Alzaba su voz infantil entre el gentío, como si el tono agudo pudiera, con suficiente esfuerzo, volverse solemne. No podía apartar los ojos de él: un niño enjuto, aterrorizado hasta la médula, que blandía en una mano un fajo de folletos. Sus ojos suplicaban antes de que su boca pudiera hacerlo.


Me pudo la curiosidad y cogí uno.


— Hay que protegerse de la bestia. Está enfurecida y nadie está a salvo.

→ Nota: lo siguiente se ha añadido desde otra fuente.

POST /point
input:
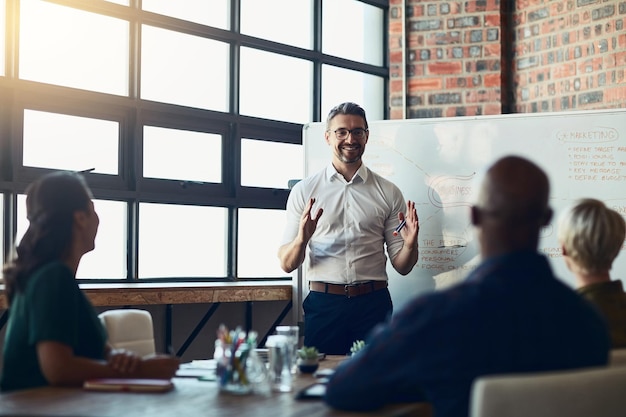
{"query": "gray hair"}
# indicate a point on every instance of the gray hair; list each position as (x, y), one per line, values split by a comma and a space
(592, 234)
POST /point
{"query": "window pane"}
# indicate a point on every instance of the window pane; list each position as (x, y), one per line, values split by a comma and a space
(74, 143)
(192, 156)
(340, 85)
(212, 13)
(2, 37)
(108, 259)
(173, 70)
(69, 47)
(181, 241)
(292, 25)
(275, 86)
(270, 164)
(2, 259)
(260, 232)
(363, 22)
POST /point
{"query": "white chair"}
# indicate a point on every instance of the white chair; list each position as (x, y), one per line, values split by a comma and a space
(130, 329)
(618, 357)
(586, 392)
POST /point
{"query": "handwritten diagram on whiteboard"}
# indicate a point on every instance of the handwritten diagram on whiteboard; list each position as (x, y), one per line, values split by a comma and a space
(438, 164)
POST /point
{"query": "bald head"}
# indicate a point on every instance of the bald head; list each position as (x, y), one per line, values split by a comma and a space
(512, 206)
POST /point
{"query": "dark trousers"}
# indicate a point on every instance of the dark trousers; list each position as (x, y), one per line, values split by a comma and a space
(333, 322)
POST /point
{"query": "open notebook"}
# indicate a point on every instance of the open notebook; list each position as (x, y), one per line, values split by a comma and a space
(129, 385)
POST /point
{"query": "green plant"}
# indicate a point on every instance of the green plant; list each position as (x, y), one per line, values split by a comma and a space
(308, 353)
(357, 345)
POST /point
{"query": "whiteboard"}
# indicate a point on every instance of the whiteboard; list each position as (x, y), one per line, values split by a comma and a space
(438, 163)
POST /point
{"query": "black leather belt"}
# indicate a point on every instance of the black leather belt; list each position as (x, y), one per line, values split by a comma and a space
(349, 290)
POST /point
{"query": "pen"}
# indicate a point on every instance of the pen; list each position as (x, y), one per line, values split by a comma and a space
(400, 226)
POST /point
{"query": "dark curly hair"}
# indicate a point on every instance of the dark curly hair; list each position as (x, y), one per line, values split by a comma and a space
(51, 202)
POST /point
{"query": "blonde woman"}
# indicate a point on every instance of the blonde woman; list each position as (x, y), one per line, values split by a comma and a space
(591, 237)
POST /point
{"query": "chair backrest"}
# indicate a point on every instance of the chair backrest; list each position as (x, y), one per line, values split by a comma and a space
(586, 392)
(130, 329)
(618, 357)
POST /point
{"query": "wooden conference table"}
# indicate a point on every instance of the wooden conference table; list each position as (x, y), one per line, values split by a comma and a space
(190, 397)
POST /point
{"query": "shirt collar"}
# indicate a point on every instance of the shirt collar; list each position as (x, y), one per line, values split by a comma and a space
(361, 173)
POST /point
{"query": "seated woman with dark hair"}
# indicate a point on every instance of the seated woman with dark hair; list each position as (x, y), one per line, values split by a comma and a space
(54, 336)
(591, 236)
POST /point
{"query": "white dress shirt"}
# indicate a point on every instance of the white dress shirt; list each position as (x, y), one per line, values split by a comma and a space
(359, 218)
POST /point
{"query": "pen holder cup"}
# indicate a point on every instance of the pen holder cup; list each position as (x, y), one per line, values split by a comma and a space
(240, 372)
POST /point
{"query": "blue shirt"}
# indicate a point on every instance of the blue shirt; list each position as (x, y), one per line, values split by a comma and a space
(510, 315)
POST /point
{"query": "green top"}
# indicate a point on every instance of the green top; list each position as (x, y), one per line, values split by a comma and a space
(610, 299)
(51, 308)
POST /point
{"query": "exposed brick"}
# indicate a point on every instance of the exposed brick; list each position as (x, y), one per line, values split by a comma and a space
(444, 98)
(424, 25)
(425, 84)
(603, 12)
(616, 94)
(492, 80)
(538, 15)
(583, 3)
(591, 97)
(424, 113)
(464, 22)
(492, 20)
(445, 68)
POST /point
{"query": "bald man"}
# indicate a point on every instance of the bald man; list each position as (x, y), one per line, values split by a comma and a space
(510, 315)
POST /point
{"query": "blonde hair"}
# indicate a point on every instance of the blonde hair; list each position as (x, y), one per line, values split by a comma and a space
(592, 234)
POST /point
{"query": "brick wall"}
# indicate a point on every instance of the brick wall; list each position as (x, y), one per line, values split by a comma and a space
(483, 57)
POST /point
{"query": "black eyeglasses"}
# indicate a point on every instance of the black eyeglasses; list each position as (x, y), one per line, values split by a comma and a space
(358, 133)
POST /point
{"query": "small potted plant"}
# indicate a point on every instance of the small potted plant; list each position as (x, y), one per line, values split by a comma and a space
(308, 359)
(357, 345)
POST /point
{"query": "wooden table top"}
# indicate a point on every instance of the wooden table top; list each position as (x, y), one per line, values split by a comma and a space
(143, 293)
(190, 397)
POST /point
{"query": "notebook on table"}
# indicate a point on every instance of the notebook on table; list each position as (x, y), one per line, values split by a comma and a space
(128, 384)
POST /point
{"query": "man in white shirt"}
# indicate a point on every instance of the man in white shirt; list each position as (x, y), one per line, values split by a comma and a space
(343, 238)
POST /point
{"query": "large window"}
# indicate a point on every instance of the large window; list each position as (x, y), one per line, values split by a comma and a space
(186, 117)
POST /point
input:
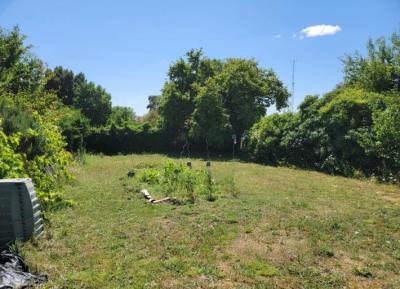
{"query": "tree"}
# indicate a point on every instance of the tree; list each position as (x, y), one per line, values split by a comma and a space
(210, 119)
(94, 102)
(239, 89)
(379, 71)
(121, 116)
(247, 90)
(185, 77)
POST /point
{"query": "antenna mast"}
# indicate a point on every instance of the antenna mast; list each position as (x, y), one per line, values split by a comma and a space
(291, 103)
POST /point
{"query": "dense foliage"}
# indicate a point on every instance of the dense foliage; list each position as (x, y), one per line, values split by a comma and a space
(354, 129)
(208, 100)
(31, 144)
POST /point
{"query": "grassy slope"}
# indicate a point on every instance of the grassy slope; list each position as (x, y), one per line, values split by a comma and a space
(287, 229)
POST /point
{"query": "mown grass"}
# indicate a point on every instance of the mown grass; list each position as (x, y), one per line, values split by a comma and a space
(282, 228)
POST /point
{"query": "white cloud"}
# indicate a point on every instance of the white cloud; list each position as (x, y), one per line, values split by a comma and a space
(320, 30)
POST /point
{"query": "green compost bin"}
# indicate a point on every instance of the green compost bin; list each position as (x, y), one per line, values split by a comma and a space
(20, 214)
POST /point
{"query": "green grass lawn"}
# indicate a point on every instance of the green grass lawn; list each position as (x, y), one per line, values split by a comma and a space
(286, 229)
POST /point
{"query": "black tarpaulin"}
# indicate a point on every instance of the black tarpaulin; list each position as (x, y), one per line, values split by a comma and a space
(14, 273)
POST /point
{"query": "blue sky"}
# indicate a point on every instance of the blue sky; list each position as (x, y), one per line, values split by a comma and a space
(127, 46)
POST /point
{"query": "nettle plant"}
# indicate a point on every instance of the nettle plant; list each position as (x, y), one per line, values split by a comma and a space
(178, 181)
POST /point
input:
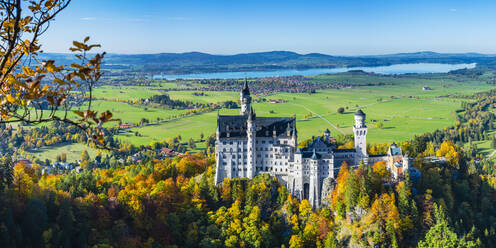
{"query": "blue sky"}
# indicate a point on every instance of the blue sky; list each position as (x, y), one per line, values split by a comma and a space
(345, 27)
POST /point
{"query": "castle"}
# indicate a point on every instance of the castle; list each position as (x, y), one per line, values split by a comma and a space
(247, 145)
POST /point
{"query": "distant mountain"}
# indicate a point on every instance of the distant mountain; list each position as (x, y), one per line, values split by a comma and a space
(197, 62)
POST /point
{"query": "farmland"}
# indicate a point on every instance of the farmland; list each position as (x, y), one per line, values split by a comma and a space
(401, 105)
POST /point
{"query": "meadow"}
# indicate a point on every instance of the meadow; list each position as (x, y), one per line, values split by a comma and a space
(400, 104)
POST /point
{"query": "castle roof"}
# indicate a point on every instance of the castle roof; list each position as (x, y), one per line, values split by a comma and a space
(235, 125)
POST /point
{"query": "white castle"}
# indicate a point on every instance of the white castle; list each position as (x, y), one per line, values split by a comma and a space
(247, 145)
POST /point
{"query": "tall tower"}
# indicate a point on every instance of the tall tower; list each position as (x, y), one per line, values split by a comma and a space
(245, 99)
(360, 131)
(251, 133)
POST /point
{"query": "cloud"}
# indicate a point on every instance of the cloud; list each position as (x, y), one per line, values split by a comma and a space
(178, 18)
(87, 18)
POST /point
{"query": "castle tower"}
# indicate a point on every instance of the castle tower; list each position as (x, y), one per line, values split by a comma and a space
(251, 134)
(360, 131)
(245, 99)
(219, 177)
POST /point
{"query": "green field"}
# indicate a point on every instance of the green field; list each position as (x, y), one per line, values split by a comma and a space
(400, 105)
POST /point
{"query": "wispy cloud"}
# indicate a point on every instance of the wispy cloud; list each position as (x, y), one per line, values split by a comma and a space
(178, 18)
(87, 18)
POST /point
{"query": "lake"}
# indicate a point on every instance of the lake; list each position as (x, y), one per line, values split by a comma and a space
(388, 70)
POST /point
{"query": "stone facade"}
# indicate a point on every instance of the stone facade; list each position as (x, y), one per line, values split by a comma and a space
(247, 145)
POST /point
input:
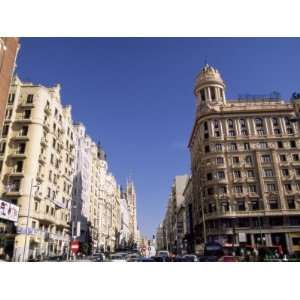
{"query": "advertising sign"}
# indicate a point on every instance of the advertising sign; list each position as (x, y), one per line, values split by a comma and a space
(8, 211)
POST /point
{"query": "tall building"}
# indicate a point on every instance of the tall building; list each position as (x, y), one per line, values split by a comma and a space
(131, 201)
(36, 163)
(9, 47)
(245, 161)
(82, 185)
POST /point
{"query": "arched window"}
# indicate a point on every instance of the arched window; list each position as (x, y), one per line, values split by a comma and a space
(230, 123)
(202, 95)
(258, 122)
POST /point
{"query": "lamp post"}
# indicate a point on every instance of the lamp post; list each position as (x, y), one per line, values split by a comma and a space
(28, 216)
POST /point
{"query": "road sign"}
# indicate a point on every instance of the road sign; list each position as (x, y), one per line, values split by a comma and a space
(75, 246)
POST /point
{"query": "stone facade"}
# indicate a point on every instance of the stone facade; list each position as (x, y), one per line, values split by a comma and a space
(245, 161)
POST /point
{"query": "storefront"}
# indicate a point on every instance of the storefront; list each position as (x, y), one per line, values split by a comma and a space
(8, 218)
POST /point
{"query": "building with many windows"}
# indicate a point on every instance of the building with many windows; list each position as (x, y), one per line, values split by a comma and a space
(36, 163)
(245, 161)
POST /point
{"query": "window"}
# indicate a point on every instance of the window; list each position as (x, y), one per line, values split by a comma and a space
(270, 187)
(212, 93)
(254, 205)
(5, 130)
(202, 95)
(261, 132)
(242, 123)
(230, 123)
(21, 148)
(232, 147)
(248, 159)
(220, 160)
(250, 173)
(269, 173)
(11, 98)
(275, 122)
(207, 149)
(220, 175)
(244, 132)
(288, 187)
(285, 172)
(241, 205)
(263, 145)
(209, 176)
(266, 158)
(235, 159)
(273, 203)
(218, 147)
(246, 146)
(27, 114)
(291, 203)
(237, 174)
(258, 122)
(279, 144)
(24, 131)
(29, 98)
(252, 188)
(292, 144)
(277, 131)
(231, 133)
(238, 189)
(19, 166)
(282, 157)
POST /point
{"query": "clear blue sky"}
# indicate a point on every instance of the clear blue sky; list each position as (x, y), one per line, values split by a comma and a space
(136, 96)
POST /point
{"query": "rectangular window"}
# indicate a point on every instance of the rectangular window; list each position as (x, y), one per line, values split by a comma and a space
(250, 173)
(271, 187)
(220, 160)
(282, 157)
(266, 158)
(27, 114)
(218, 147)
(252, 188)
(269, 173)
(29, 98)
(237, 174)
(235, 159)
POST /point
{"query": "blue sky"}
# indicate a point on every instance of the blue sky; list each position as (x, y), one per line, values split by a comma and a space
(135, 95)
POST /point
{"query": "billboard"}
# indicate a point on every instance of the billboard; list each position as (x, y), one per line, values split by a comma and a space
(9, 211)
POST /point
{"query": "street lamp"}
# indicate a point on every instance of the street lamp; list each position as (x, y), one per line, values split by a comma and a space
(28, 215)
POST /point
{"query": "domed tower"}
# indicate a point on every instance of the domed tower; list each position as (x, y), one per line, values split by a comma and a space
(209, 88)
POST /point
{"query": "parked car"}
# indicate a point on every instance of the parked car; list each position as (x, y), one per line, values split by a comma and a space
(190, 258)
(228, 258)
(117, 258)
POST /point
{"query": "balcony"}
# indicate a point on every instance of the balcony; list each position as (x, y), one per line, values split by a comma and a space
(17, 154)
(26, 104)
(20, 137)
(44, 141)
(48, 110)
(42, 159)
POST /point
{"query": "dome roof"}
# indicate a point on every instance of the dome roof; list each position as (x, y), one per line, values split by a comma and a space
(208, 74)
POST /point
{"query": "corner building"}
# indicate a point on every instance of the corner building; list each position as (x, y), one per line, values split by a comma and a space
(245, 161)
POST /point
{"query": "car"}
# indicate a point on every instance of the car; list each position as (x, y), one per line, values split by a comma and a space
(163, 253)
(190, 258)
(228, 258)
(97, 257)
(117, 258)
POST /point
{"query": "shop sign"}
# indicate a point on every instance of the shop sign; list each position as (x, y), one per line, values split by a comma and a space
(9, 211)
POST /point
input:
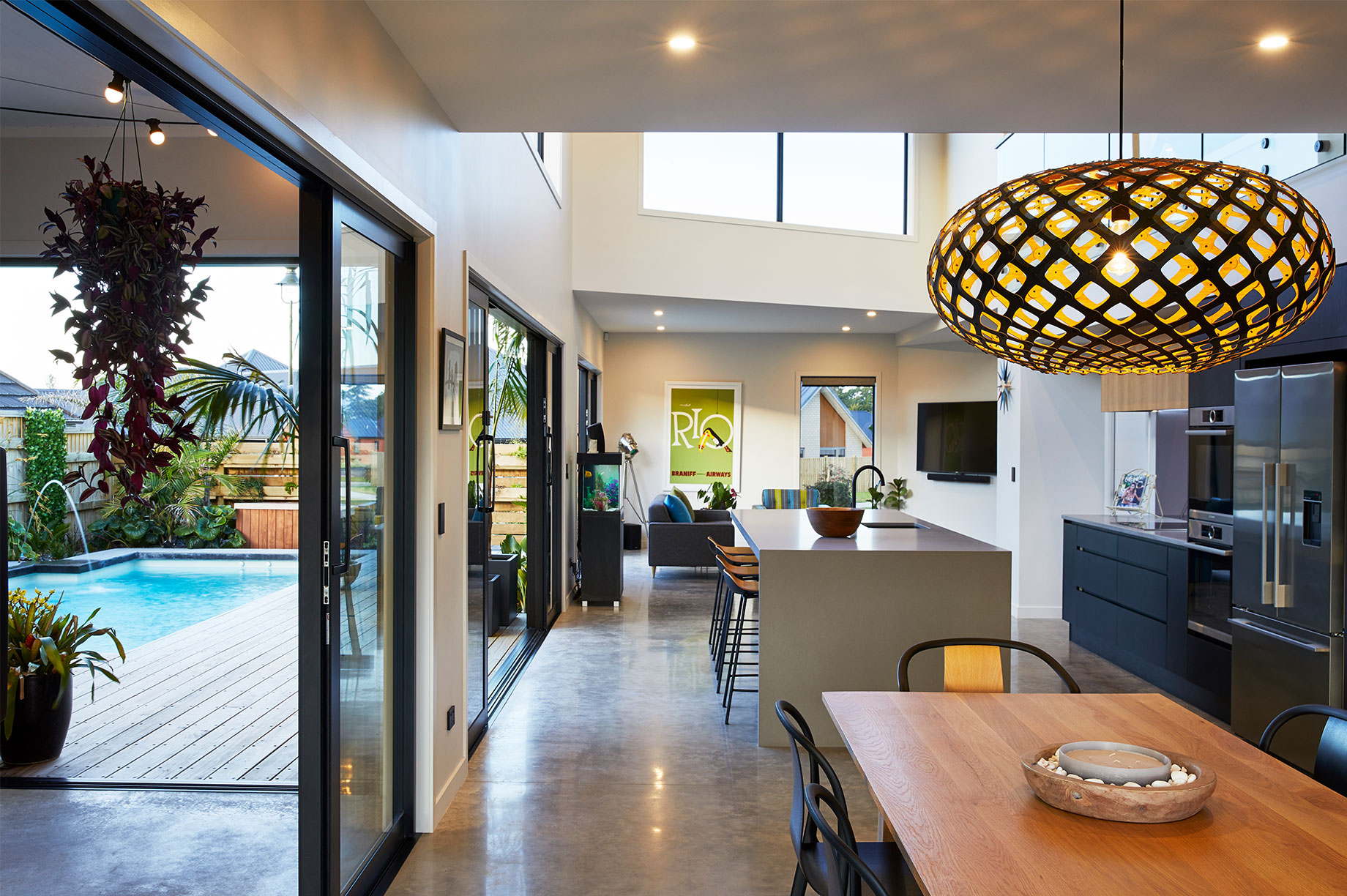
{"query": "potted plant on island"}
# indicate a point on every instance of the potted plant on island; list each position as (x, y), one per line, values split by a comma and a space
(718, 496)
(45, 647)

Me produjo ternura, la clase de ternura un poco triste que dan los miedos ajenos. Pensé que algún hermano mayor habría disfrutado del susto, sin calcular bien la magnitud del daño, e imaginé a ese niño despierto a las tres de la mañana, escribiendo de su puño y letra un protocolo de actuación contra algo que no existe.

 

Sin saber muy bien por qué, decidí seguirlo cuando la pila de folletos se agotó y dio su tarea por concluida. Mantuve la distancia para no inquietarlo y recorrí con él varias calles conocidas y otras menos transitadas, hasta llegar a una pequeña vivienda unifamiliar. Se plantó frente a la puerta indeciso. Le temblaban las rodillas y la mano suspendida en el aire no terminaba de pulsar el timbre. Una voz ronca resonó al otro lado. La puerta se abrió apenas unos centímetros y una extremidad grande y peluda aferró el cuello del niño, y lo introdujo de un tirón en la oscuridad.




El orden natural


La atmósfera se hizo densa y el olor a tierra era tan profundo que podía masticarlo. Del suelo, en lugar de tallos y flores, emergían raíces gruesas y fuertes. Los gusanos no huían hacia dentro: salían, ascendían por mi piel buscando refugio.


Entonces comprendí por qué la fosa era tan fascinante. Yo era lo único muerto en ella.